Eliezer Yudkowsky, an AI safety researcher who you’ll hear from later, got this objection a lot. One of the people who objected, named Nathan Russell, very much understood the field of AI safety, and couldn’t imagine any set of words that could convince him to let the AI “out of the box.” So Eliezer decided to test whether he, acting as the AI, could convince Nathan Russell to let him out of the box. If Nathan won, Eliezer would pay him 10 dollars. The content of discussion itself was agreed to be kept a secret, so that other people couldn’t discount it by saying that they would have behaved differently.

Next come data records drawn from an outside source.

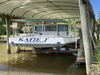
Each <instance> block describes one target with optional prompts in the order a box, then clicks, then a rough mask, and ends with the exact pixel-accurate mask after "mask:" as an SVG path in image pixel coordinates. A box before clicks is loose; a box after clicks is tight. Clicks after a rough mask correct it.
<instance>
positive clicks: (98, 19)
mask: <svg viewBox="0 0 100 75" xmlns="http://www.w3.org/2000/svg"><path fill="white" fill-rule="evenodd" d="M97 14H98V17H99V18H98V19H97V21H98V22H99V23H100V11H98V13H97Z"/></svg>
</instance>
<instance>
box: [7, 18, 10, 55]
mask: <svg viewBox="0 0 100 75" xmlns="http://www.w3.org/2000/svg"><path fill="white" fill-rule="evenodd" d="M6 26H7V27H6V33H7V53H8V54H10V53H11V49H10V45H9V37H10V19H9V18H6Z"/></svg>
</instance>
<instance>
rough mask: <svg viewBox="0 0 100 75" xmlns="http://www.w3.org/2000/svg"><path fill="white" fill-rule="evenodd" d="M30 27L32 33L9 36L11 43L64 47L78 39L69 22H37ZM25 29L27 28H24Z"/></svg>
mask: <svg viewBox="0 0 100 75" xmlns="http://www.w3.org/2000/svg"><path fill="white" fill-rule="evenodd" d="M27 28H30V32H31V33H26V34H25V32H24V33H23V34H19V35H18V36H15V37H9V44H10V45H18V46H25V47H35V48H50V47H52V48H54V47H58V46H59V47H62V46H64V45H66V44H69V43H74V42H76V41H77V35H75V34H74V33H73V31H72V30H71V27H70V25H68V24H50V23H49V24H44V25H43V24H38V25H37V24H35V25H32V26H31V27H27ZM23 29H24V30H25V28H23Z"/></svg>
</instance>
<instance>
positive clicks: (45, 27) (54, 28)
mask: <svg viewBox="0 0 100 75" xmlns="http://www.w3.org/2000/svg"><path fill="white" fill-rule="evenodd" d="M45 31H56V26H45Z"/></svg>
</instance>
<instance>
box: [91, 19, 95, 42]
mask: <svg viewBox="0 0 100 75" xmlns="http://www.w3.org/2000/svg"><path fill="white" fill-rule="evenodd" d="M94 33H95V20H93V33H92V35H93V40H94V42H96V38H95V36H94Z"/></svg>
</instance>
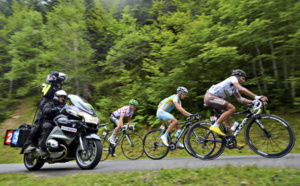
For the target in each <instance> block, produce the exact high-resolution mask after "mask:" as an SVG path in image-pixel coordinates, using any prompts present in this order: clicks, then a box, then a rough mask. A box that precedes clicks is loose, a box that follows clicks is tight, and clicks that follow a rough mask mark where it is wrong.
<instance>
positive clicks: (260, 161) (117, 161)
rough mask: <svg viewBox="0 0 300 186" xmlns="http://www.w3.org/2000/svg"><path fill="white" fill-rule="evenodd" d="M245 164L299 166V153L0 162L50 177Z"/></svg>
mask: <svg viewBox="0 0 300 186" xmlns="http://www.w3.org/2000/svg"><path fill="white" fill-rule="evenodd" d="M226 165H232V166H246V165H257V166H258V167H285V168H297V169H300V154H288V155H286V156H285V157H282V158H277V159H268V158H263V157H261V156H258V155H251V156H221V157H219V158H218V159H215V160H207V161H203V160H199V159H196V158H165V159H162V160H151V159H139V160H107V161H104V162H100V163H99V164H98V166H97V167H96V168H95V169H93V170H81V169H80V168H79V167H78V166H77V164H76V162H68V163H57V164H47V163H46V164H45V165H44V166H43V167H42V168H41V169H40V170H39V171H28V170H27V169H26V168H25V166H24V165H23V164H0V173H7V172H16V173H34V174H44V175H47V176H49V177H56V176H64V175H68V174H78V173H108V172H129V171H143V170H159V169H164V168H168V169H171V168H203V167H211V166H226Z"/></svg>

Eliezer won.1 Someone else heard about this but was convinced it wouldn’t work on him. Eliezer agreed he’d pay $20 if that person didn’t let him out of the box. That guy let him out of the box too.2 He did the experiment three more times, this time with payments the other way around: people agreed to pay Eliezer on the order of thousands of dollars should they be convinced to let him out of the box. He successfully convinced one of the three.3
Eliezer is of merely human intelligence (as far as we know). The “gatekeepers” in the game were positive beforehand that nothing could convince them to let the AI out of the box. They were cognizant of the risks. We don’t have a huge amount of data, but what we do have suggests that a superintelligence would probably be able to convince a human operator to give it access to the internet, or to run a file on a computer that would pursue the Oracle AI’s goals on its behalf.